Senior Eji Kwon, who has dropped her scoring average by three strokes to 74 through the fall, shot a collegiate best 67 in Columbia to lead the way. Lee added the best round of her fall season with a 69 and sophomore Kalli Jennings shot an even-par 72, also her best round of the semester.

“It was mind-boggling,” Akers said. “I’d only ever had one better round coaching, where a team at Texas State shot 9-under, so when we went 5-under, I can’t describe how excited I was and the whole team was. This game is so mental, and you get to the point where you know that if you can do it once, you can do it again. It’s also important from a recruiting standpoint that we can now show that result. For a program that has been around over 30 years, being able to shoot the best round in school history in such a quick manner is extremely exciting.”

There are three components to the team’s training regimen: yoga, the Titleist Performance Institute (a golf-specific health and fitness program that Akers has woven into preparation) and the strength and conditioning program with coach Chris Seroka.

The institution of yoga on each Friday morning was a key addition for the program under Akers’ direction, who believed it would foster more physical flexibility, and, more importantly, enhance the mental aspect of the game by allowing the student-athletes to slow down and really focus their minds to prepare for success.

Since Akers’ arrival, a spirit of competition is present in all areas of the program, which is a change from the past. Every practice concludes with some sort of drill that is highly competitive. Players must qualify for every tournament and every place is earned. This not only drives each golfer to be at their best each day, but it gives everyone a chance to play in tournaments.

“Every day is a new day and things are always fresh,” junior Nyca Khaw said. “We don’t get bored with what we are doing and that motivates me to go out each day and improve.”

Akers feels it is very important to set and achieve goals, to continue that mindset that there is something attainable.
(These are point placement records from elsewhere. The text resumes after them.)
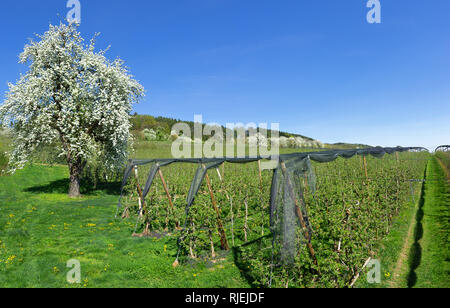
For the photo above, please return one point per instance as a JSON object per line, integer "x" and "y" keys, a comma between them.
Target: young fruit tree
{"x": 71, "y": 96}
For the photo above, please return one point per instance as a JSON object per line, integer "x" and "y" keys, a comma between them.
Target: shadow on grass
{"x": 415, "y": 255}
{"x": 87, "y": 188}
{"x": 241, "y": 261}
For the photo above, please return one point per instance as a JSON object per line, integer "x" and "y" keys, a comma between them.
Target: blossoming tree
{"x": 71, "y": 96}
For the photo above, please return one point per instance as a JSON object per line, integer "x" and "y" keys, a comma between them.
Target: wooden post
{"x": 300, "y": 215}
{"x": 261, "y": 198}
{"x": 218, "y": 173}
{"x": 139, "y": 190}
{"x": 365, "y": 167}
{"x": 168, "y": 197}
{"x": 223, "y": 237}
{"x": 246, "y": 220}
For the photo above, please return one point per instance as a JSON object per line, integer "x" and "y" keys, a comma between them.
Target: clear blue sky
{"x": 314, "y": 66}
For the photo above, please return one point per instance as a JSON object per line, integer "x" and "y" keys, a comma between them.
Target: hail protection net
{"x": 294, "y": 175}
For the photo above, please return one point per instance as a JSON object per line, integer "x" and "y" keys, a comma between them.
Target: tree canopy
{"x": 74, "y": 96}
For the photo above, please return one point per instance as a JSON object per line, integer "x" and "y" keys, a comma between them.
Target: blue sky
{"x": 314, "y": 66}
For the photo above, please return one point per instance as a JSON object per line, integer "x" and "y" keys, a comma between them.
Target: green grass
{"x": 391, "y": 248}
{"x": 419, "y": 239}
{"x": 430, "y": 254}
{"x": 41, "y": 229}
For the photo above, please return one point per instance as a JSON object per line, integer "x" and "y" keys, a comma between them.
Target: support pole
{"x": 260, "y": 197}
{"x": 141, "y": 205}
{"x": 139, "y": 190}
{"x": 300, "y": 215}
{"x": 223, "y": 237}
{"x": 168, "y": 197}
{"x": 365, "y": 167}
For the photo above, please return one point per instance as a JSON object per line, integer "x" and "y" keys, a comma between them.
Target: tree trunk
{"x": 75, "y": 169}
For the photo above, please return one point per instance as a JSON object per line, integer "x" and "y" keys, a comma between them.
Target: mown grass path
{"x": 41, "y": 229}
{"x": 430, "y": 255}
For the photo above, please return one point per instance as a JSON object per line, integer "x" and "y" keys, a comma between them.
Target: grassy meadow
{"x": 41, "y": 228}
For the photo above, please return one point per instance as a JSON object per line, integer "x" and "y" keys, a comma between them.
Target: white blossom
{"x": 73, "y": 96}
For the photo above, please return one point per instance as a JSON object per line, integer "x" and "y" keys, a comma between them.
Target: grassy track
{"x": 429, "y": 258}
{"x": 41, "y": 229}
{"x": 416, "y": 252}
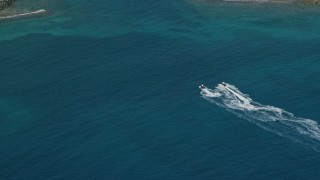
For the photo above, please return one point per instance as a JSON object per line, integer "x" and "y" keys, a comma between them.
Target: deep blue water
{"x": 110, "y": 91}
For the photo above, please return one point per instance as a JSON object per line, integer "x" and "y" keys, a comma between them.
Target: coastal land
{"x": 12, "y": 9}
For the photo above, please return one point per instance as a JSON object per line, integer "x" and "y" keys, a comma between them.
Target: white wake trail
{"x": 271, "y": 118}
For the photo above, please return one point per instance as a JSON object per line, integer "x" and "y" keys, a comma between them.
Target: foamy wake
{"x": 22, "y": 15}
{"x": 279, "y": 121}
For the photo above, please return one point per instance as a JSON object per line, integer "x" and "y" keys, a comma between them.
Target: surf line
{"x": 24, "y": 15}
{"x": 274, "y": 119}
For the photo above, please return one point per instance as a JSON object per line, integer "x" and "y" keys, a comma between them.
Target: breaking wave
{"x": 279, "y": 121}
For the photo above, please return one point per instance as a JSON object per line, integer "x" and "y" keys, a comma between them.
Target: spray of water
{"x": 277, "y": 120}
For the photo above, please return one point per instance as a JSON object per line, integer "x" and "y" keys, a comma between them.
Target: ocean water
{"x": 109, "y": 90}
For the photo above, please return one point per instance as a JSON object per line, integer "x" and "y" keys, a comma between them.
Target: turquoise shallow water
{"x": 110, "y": 91}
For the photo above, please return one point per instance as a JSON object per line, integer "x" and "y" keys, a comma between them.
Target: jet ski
{"x": 202, "y": 87}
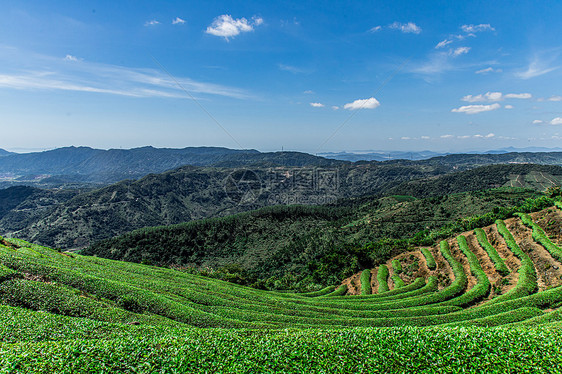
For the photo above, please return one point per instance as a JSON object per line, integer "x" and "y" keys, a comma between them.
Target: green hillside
{"x": 299, "y": 247}
{"x": 455, "y": 311}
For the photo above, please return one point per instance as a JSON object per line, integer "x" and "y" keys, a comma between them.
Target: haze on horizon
{"x": 367, "y": 75}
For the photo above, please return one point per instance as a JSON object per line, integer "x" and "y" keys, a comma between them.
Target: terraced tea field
{"x": 486, "y": 300}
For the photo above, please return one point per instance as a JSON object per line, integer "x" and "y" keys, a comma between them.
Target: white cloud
{"x": 536, "y": 68}
{"x": 443, "y": 44}
{"x": 490, "y": 135}
{"x": 488, "y": 96}
{"x": 227, "y": 27}
{"x": 291, "y": 69}
{"x": 407, "y": 28}
{"x": 477, "y": 28}
{"x": 488, "y": 70}
{"x": 519, "y": 96}
{"x": 53, "y": 74}
{"x": 474, "y": 109}
{"x": 495, "y": 96}
{"x": 370, "y": 103}
{"x": 436, "y": 63}
{"x": 460, "y": 51}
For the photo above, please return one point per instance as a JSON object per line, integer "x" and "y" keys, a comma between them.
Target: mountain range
{"x": 418, "y": 155}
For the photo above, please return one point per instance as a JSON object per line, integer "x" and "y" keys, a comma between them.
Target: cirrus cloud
{"x": 227, "y": 27}
{"x": 475, "y": 109}
{"x": 370, "y": 103}
{"x": 477, "y": 28}
{"x": 406, "y": 28}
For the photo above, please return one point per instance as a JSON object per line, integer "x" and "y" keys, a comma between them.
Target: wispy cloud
{"x": 518, "y": 96}
{"x": 227, "y": 27}
{"x": 291, "y": 69}
{"x": 475, "y": 109}
{"x": 57, "y": 74}
{"x": 407, "y": 28}
{"x": 443, "y": 44}
{"x": 370, "y": 103}
{"x": 495, "y": 96}
{"x": 536, "y": 68}
{"x": 460, "y": 51}
{"x": 488, "y": 70}
{"x": 477, "y": 28}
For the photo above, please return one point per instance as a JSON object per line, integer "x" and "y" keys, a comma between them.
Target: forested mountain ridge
{"x": 192, "y": 193}
{"x": 84, "y": 166}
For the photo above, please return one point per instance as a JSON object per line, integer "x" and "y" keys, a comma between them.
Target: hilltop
{"x": 190, "y": 193}
{"x": 85, "y": 167}
{"x": 63, "y": 311}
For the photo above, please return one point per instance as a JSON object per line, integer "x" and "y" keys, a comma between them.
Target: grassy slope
{"x": 300, "y": 246}
{"x": 126, "y": 335}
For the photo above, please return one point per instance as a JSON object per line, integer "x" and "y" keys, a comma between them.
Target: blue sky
{"x": 307, "y": 76}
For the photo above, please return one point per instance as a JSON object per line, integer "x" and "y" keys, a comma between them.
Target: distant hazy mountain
{"x": 191, "y": 193}
{"x": 88, "y": 165}
{"x": 254, "y": 180}
{"x": 3, "y": 152}
{"x": 380, "y": 155}
{"x": 419, "y": 155}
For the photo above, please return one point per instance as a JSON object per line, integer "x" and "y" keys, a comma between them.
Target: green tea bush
{"x": 540, "y": 237}
{"x": 499, "y": 263}
{"x": 366, "y": 282}
{"x": 382, "y": 278}
{"x": 396, "y": 266}
{"x": 429, "y": 258}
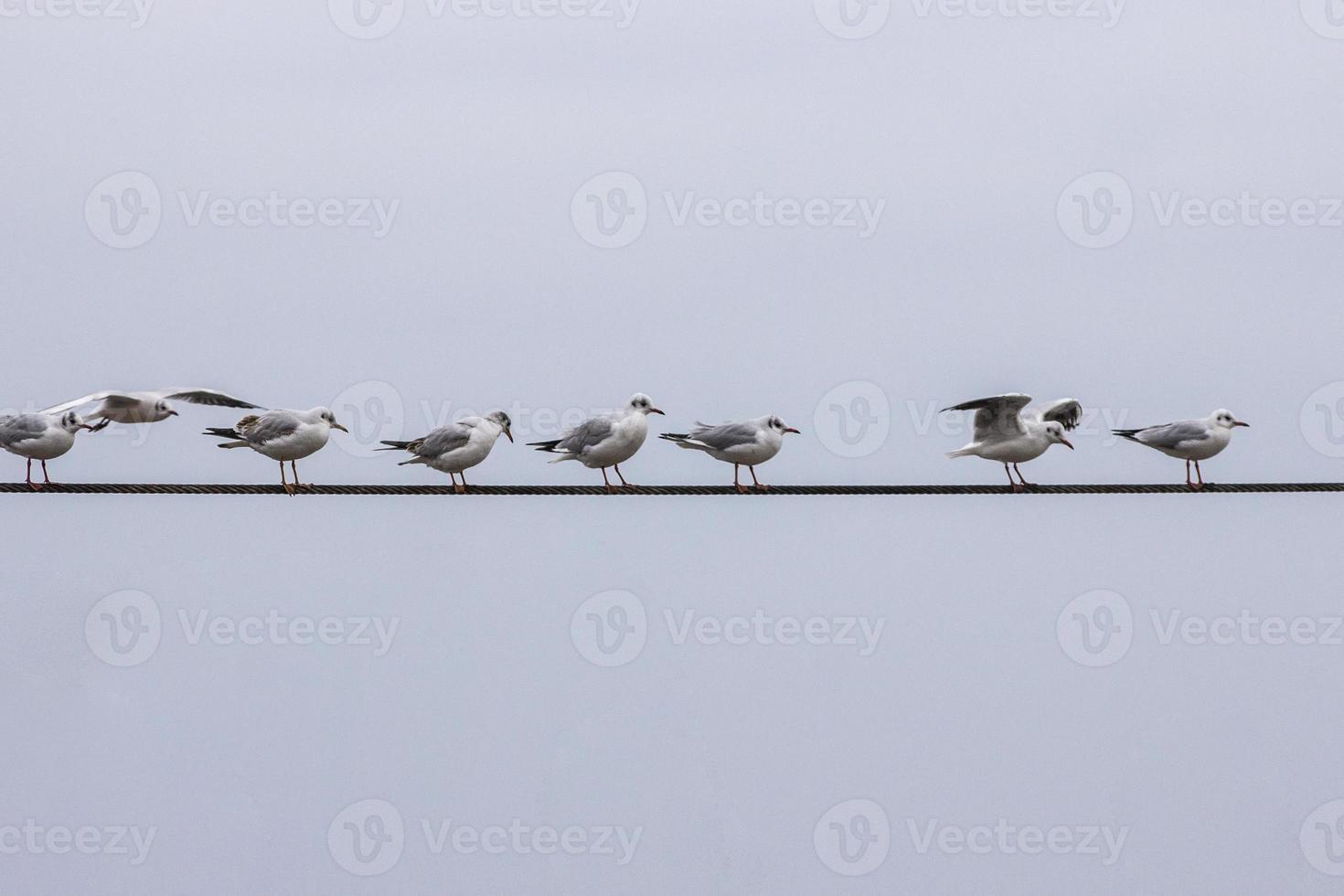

Doing that, as well as avoiding monotony during practice by varying drills and keeping things fresh, has led to noticeable improvement in all areas.

Success in the fall has resulted in more confidence throughout the group. As the spring season approaches, there is no settling, only making sure there is constant improvement.

“I don’t think any of us are nervous for a tournament now, we are all ready to go and prove people wrong,” Lee said. “We are always prepared for what we are up against because coach Akers prepares us very well. He chooses a lot of our qualifying courses to be similar to what we are playing in tournaments. Success in practice helps build our confidence because when you do it (in practice), you know you can go out in competition and do it there as well.”

A theme that is present throughout the tight-knit group is the sense that the program is growing and taking advantage of its resources. From the head coach on down, the team is eager to learn new things and are open to new ideas and ways of improving, which leaves a lot of room for growth, both collectively and individually.

Another significant component of the program that is not yet complete, is the new facility at Maridoe Golf Club in Carrollton, which will soon be home base for the North Texas men’s and women’s golf programs. Upon Maridoe’s completion, the team will have its own dedicated practice facility, a place to host tournaments that will attract the best teams from around the country, and yet another tool at Akers’ disposal.

“Every day that I’m out there, I cannot believe what we have,” Akers said of Maridoe. “I know what many of the programs across the country have, and we are up there with the elite in terms of what we have to work with.”

The Mean Green have seen drastic improvement across the board through Akers’ first four tournaments in the fall, with the spring-opening Texas State Invitational tournament teeing off Monday, Feb. 13, in New Braunfels, Texas, the Mean Green look to continue their climb in the rankings.

“When we broke the school record, it showed us that each individual on our team has the potential to play and compete at a high level of division one golf,” Khaw said. “Why not us? Why can’t we take home the trophy?”